Of these agents, sorafenib has the most robust clinical data supporting its use in metastatic renal cell carcinoma after failed cytokine therapy, Dr. Heath said. In the phase III TARGET investigation (Treatment Approaches in Renal Cancer Global Evaluation Trial), sorafenib therapy resulted in a significantly improved progression-free survival, and in an expanded access study of patients with advanced renal cell cancer, sorafenib resulted in prolonged stable disease, Dr. Heath said.³

Among the mTOR inhibitors, minimal evidence supports the use of temsirolimus for metastatic renal cell cancer, but significant data also exist regarding the use of everolimus (Afinitor) in post-targeted therapy failure as well as post-cytokine therapy failure, according to Dr. Heath. One phase III trial of everolimus compared with placebo found few objective responses but a significant improvement in progression-free survival.⁴

Ongoing trials are also testing the effectiveness of combination therapies, and research has led to new agents that target novel pathways involved in renal cell cancer. "The list of emerging targets is tremendous, and not all are related to mTOR or VEGF," Dr. Heath said. When deciding upon treatment choices for patients with metastatic disease, clinical data should be considered important-but so should the mechanisms of biologic resistance, patient convenience, and insurance questions, she added.

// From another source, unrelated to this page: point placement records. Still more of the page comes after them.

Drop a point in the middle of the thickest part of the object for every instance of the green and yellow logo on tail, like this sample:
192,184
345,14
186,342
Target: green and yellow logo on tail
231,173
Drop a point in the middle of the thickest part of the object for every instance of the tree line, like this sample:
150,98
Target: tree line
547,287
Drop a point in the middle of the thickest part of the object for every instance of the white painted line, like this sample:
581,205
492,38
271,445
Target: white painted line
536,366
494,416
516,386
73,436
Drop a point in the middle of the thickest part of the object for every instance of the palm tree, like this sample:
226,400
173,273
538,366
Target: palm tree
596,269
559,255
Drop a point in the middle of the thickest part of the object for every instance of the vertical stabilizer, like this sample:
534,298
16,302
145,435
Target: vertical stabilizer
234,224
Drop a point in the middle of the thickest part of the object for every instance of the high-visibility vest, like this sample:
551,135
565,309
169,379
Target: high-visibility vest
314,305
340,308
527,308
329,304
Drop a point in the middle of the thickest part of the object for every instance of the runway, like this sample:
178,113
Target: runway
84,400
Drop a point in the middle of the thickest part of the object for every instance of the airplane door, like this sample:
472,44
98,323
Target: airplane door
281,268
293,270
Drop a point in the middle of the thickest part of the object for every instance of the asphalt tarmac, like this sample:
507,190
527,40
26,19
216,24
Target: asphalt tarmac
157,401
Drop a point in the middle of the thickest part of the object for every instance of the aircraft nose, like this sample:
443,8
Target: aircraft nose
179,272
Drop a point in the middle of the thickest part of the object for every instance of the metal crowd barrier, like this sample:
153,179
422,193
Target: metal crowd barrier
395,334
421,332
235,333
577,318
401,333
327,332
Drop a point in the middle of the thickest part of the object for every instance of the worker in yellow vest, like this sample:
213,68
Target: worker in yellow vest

Monitoring and Managing Toxicities

Although targeted therapies offer the promise of improved efficacy for renal cell cancer patients, they come with mild to moderate toxicities, according to Thomas E. Hutson, DO, PharmD, of the Baylor Sammons Cancer Center and Texas Oncology in Dallas. Because these agents are not curative and must be administered chronically, management of toxicities is an important issue. Some of the toxicities associated with targeted agents include cardiovascular disorders such as hypertension, skin conditions, and changes in glucose and cholesterol metabolism, Dr. Hutson said. Cardiovascular toxicity appears to be linked to VEGF inhibition, and the development and severity of hypertension is thought to reflect the extent of target inhibition, Dr. Hutson said. As many as 50% of patients on VEGF and mTOR inhibitors also experience skin changes such as hand-foot syndrome, skin rashes, and mucositis/functional stomatitis, he added. Alterations in glucose and cholesterol metabolism are unique and expected toxicities of the mTOR inhibitors.

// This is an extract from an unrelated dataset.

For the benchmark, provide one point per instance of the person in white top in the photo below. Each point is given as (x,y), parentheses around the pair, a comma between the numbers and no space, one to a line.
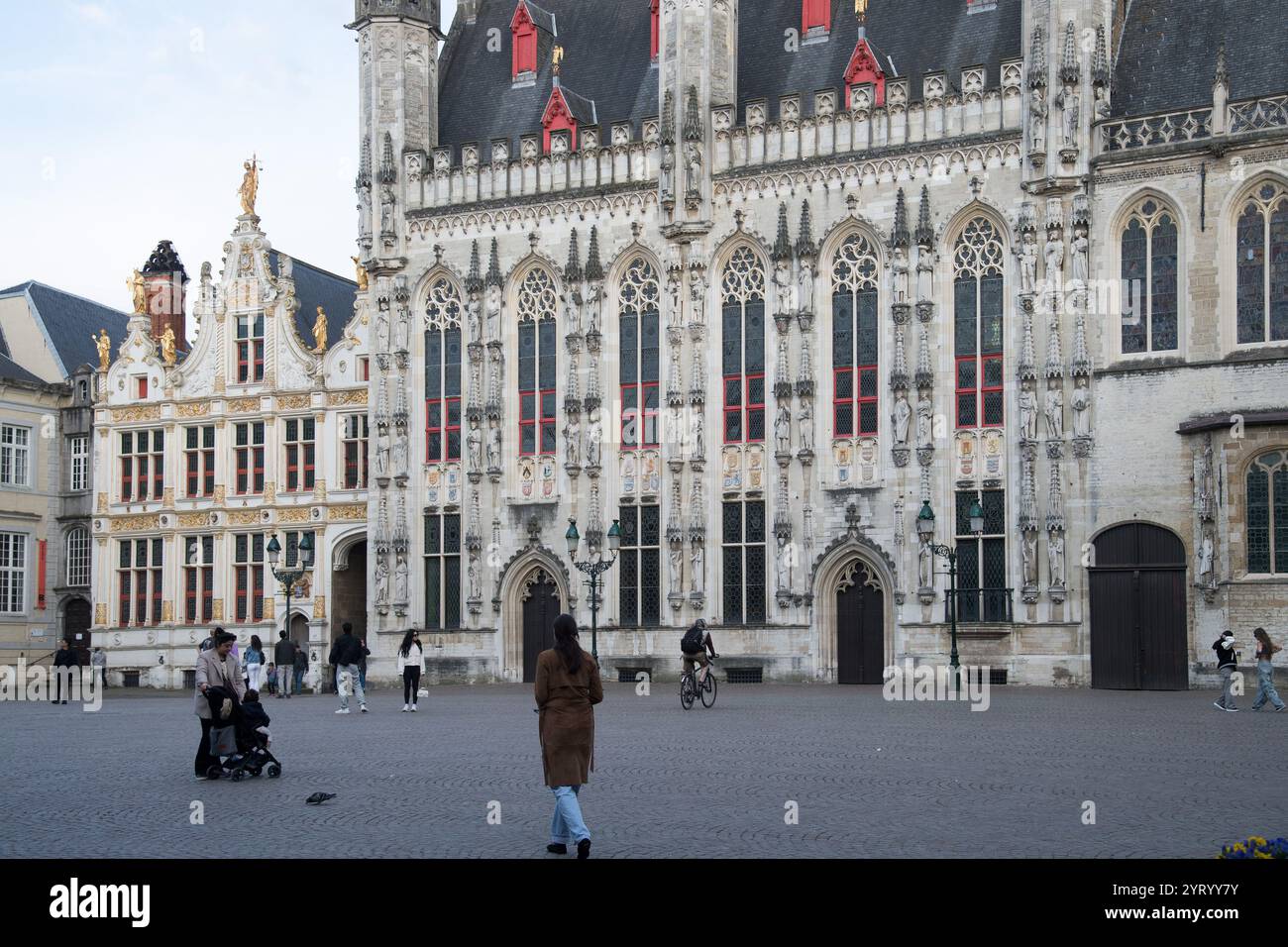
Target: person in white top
(411,663)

Management of toxicities requires regular monitoring and early intervention, Dr. Hutson said. Antihypertensive therapy and, in severe cases, temporary suspension of therapy may be required to control hypertension. Skin toxicities can be managed with supportive and palliative interventions, as well as education of the patient and caregiver regarding early and prompt recognition of skin changes. Oncologists should also monitor patients carefully for metabolic toxicities, and these side effects may require diet modification, initiation of insulin, oral agents for glycemic control, or lipid-lowering agents. "Optimal treatment with targeted agents requires proactive intervention and management of side effects to avoid dose reductions or interruptions, and to make sure that patients get the full benefit of these therapies," Dr. Hutson said. ■

References

1. Genitourinary Cancers Symposium. General Session VIII: Renal Cancer-Metastatic Renal Cell Carcinoma. Presented March 7, 2010.

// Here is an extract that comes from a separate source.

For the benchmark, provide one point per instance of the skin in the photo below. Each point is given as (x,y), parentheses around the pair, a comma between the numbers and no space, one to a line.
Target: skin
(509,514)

2. Heng DY, Xie W, Regan MM, et al: Prognostic factors for overall survival in patients with metastatic renal cell carcinoma treated with vascular endothelial growth factor-targeted agents: Results from a large, multicenter study. J Clin Oncol 27:5794-5799, 2009.

3. Escudier B, Eisen T, Stadler WM, et al: Sorafenib in advanced clear-cell renal-cell carcionoma. N Engl J Med 356:125-134, 2007.

4. Motzer RJ, Escudier B, Oudard S, et al: Efficacy of everolimus in advanced renal cell carcinoma: A double-blind randomized placebo-controlled phase III trial. Lancet 372:449-456, 2008.